Wow. Our experiment is off to a great start—let's see if we can finish it off sooner than expected.
The Republican leadership is warning Federal Reserve officials meeting this week not to do anything to stimulate the economy, despite persistent high unemployment and grim forecasts for economic growth. A letter sent by House Speaker John Boehner (R-Ohio), House Majority Whip Eric Cantor (R-Va.), and Senate Majority Whip Jon Kyl (R-Ariz.) states, "Respectfully, we submit that the board should resist further extraordinary intervention in the U.S. economy, particularly without a clear articulation of the goals of such a policy, direction for success, ample data proving a case for economic action and quantifiable benefits to the American people."
You might remember that Texas Governor Rick Perry made a similar case against monetary stimulus, somewhat less respectively and more honestly back in August. Perry said of Republican Appointed Fed Chairman Ben Bernanke, "If this guy prints more money between now and the election, I dunno what y’all would do to him in Iowa but we would treat him pretty ugly down in Texas. Printing more money to play politics at this particular time in American history is almost treasonous in my opinion."

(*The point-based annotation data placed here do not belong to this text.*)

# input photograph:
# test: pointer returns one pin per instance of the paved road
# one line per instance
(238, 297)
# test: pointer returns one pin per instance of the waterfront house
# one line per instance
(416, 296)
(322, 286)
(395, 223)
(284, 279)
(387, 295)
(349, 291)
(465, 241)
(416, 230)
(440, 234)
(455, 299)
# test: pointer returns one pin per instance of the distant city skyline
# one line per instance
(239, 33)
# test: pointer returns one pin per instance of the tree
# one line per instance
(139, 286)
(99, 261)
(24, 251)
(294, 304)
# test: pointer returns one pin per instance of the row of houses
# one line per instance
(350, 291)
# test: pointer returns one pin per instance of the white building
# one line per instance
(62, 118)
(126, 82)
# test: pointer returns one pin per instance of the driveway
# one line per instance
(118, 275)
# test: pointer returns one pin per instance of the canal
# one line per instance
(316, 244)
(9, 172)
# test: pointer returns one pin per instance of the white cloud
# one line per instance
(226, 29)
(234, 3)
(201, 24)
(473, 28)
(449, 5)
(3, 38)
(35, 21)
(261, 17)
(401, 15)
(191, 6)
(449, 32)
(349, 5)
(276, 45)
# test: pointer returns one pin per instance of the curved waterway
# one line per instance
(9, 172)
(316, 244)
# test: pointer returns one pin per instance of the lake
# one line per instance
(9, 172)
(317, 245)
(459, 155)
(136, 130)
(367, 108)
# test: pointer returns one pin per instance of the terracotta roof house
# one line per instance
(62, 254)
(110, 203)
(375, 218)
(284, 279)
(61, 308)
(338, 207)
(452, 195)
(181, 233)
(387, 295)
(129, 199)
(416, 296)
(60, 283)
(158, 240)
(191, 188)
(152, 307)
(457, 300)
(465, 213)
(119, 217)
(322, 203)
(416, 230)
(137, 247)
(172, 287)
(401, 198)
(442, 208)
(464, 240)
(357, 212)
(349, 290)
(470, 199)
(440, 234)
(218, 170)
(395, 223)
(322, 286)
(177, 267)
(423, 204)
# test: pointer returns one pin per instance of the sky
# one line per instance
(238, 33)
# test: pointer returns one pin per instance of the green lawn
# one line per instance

The letter from the Republican Congressional leadership has everything but the ugly and the frank admission of concern that further stimulus from the Fed might alter their chances for retaking the White House next year. The International Monetary Fund recently downgraded its economic forecast for the U.S. next year, saying growth will be just under two percent. To give you a sense of how that affects Obama's chances, political economist Douglass Hibbs told me in early August that "If the economy catches hold, and we catch those 4 or 5 percent growth rates in a row, Obama will be okay. But he's not going to win big. It's not going to be anything like the McCain defeat."
Republicans have successfully pursued contractionary fiscal policies that will harm the economy in the short term, successfully leveraging the threat of a government shutdown and economic armageddon over the debt ceiling to push the Obama administration to acquiesce to some pretty unfavorable terms. Since the GOP has control of the House, they can block just about any legislative solutions the president might propose. The only thing they can't really control is what the Fed does—which is why they're trying so hard to intimidate them out of doing anything at all.